Delaney not only interviewed MacLean extensively, he became a close friend of the musician. He was with MacLean at a Los Angeles-area restaurant when the musician suffered the apparent heart attack and died.

"We spent the day together on Christmas and we had a great day," Delaney told myLAUNCH. "He was his happy, profound, usual self and then suddenly he died. I'm assuming it was a heart attack."

Following the release of Love's third album, Forever Changes, which myLAUNCH critic Dave DiMartino has called "an absolute masterwork [and] a priceless relic of the '60s," McLean left the group. Solo material recorded for Elektra and Capitol after his departure from Love was not released, and MacLean opted to quit the music business in 1970.

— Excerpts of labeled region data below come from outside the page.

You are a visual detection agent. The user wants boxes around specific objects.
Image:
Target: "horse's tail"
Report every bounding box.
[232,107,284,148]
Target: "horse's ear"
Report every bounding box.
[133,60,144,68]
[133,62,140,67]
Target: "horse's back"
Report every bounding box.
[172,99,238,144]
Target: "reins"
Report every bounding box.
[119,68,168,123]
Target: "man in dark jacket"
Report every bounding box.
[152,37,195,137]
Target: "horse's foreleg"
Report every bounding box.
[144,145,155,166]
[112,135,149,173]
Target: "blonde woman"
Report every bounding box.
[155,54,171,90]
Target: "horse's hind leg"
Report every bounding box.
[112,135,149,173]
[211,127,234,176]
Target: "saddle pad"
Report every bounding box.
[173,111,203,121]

Although he rejoined Lee in a reconstituted version of Love for some live shows in the late '70s, MacLean found his greatest prominence as a songwriter, penning "Don't Toss Us Away" for Lone Justice, a band that was fronted by half-sister McKee. Lone Justice struck a chord with critics, but was not a commercial success. However, the song became a top country hit for singer Patty Loveless in 1989.

In 1997, Sundazed released a solo album by MacLean, who had become a born-again Christian. The collection, titled Ifyoubelievein, consisted of demos recorded during 1966-67 when he was still a member of Love, as well as some material recorded in the '70s.

More recently, MacLean recorded a Spanish-language version of "Alone Again Or" for a compilation album, Delaney said. "Bryan was planning to go into the studio and record some more songs from the '60s that people have never heard before," the author said. MacLean was also planning to record an album of "worship songs," which Delaney describes as "Enya meets contemporary Christian music."

"It's funny, because in the last year of his life, he had gotten back in touch with his former bandmates and people he hadn't seen in a long time. It was very exciting not only to witness it, but help facilitate it," Delaney said.